Capacchione, who served as a deputy for Italy’s Democratic party from 2013 to 2018, told the Ansa news agency last week: “They were real death threats against us.”
Last week’s judgment in Rome seals Saviano’s and Capacchione’s argument as legal fact, ruling the content of the referral request to be a threat and crime.
Bidognetti, who is serving several life sentences, was given 18 months for threatening the journalists, and Santonastaso, who has a previous conviction for aiding and abetting the mafia, 14 months. The judges have 90 days to publish their reasoning.
“They are token sentences,” says Saviano, “but so important in establishing what has caused me to live the life I have lived, and lost: constantly surveilled, hunted, watched, under protection, and wondering what life I would be living had these threats not been issued.”
He adds: “This has taken 13 years for us to prove this. Thirteen years of living like this.
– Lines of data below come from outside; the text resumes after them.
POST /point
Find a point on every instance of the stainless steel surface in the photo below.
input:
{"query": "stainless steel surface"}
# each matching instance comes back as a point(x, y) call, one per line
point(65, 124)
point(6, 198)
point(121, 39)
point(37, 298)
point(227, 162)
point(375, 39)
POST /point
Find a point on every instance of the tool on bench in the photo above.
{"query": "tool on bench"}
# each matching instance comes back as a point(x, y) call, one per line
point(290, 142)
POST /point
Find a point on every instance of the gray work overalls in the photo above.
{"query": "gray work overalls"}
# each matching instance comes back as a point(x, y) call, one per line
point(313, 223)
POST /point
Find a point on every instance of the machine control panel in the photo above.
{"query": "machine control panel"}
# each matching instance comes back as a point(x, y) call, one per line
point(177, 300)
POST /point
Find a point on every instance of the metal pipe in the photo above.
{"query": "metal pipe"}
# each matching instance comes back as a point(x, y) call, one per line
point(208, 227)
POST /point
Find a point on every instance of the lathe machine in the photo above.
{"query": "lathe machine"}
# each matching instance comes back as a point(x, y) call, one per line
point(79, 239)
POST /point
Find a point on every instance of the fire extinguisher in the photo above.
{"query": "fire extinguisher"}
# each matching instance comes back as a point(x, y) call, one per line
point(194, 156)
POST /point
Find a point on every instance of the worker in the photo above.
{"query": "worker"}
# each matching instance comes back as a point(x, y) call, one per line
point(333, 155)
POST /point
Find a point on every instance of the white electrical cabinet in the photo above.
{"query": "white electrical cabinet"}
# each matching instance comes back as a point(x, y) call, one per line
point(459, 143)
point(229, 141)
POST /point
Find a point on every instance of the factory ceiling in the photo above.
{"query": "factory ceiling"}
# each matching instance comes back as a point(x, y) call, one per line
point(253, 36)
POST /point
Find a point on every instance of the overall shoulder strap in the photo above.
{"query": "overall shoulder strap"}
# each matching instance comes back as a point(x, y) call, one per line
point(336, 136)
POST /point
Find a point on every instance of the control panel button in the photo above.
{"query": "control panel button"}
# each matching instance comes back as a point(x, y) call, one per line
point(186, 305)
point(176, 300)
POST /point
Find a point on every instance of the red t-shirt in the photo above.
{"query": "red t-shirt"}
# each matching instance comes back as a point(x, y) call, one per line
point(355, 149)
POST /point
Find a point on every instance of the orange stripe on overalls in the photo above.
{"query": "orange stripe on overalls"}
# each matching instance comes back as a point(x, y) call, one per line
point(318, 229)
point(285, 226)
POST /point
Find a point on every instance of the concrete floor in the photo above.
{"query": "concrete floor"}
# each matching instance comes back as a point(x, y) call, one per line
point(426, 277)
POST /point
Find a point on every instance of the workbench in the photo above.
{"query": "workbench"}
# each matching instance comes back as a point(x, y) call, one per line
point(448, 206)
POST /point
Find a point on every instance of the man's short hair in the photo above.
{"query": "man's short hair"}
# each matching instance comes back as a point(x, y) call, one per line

It’s hard for an Anglo-Saxon public to understand how long these trials can take.” Delays in the process are due to adjournments and debates over jurisdiction.
The threat and judgment, says Saviano, “also demonstrate how the mafia, with this court manoeuvre, regards the perimeters of journalism, and the implied instruction that a journalist ‘do a good job’ so far as they are concerned. They know this is a democracy, that there will be an article about a murder or an arrest, but that’s the limit. Then they come into court and say what they always say: everything happens, but we didn’t do it. Cosa Nostra exists, but we do not exist. And they expect us to report that.
“But what does it mean to go beyond the limit? What if a journalist investigates the facts in relation to one another, and draws up a map of the mafia’s economic interests and institutional and political relations? Then, one crosses the line, exceeds the limit.”
Writing in Corriere della Sera last week, Saviano paid tribute to Capacchione – “who has dedicated a large part of her life to reporting on the Casalesi clan with courage and determination” – his lawyers and media colleagues who had brought and followed the proceedings throughout.
Saviano calculates: “Why would Bidognetti, already serving several life sentences, spend 13 years defending himself against this charge of making a threat against me? It’s because so long as I live, his threat has failed. Therefore he has to pretend he didn’t issue it. So long as I live, he loses kudos; he loses credibility in the eyes of his mates and rivals.
“Bidognetti threatened Saviano, and Saviano still lives,” reflects the writer. “In the eyes of my enemies, my most egregious fault is that I am still alive. This week is a victory for the power of the word, not mine or even Rosaria’s. But when I walked out of that courtroom on Monday, I did think – as I wrote in the final line of Gomorrah – damned bastards, I’m still alive.”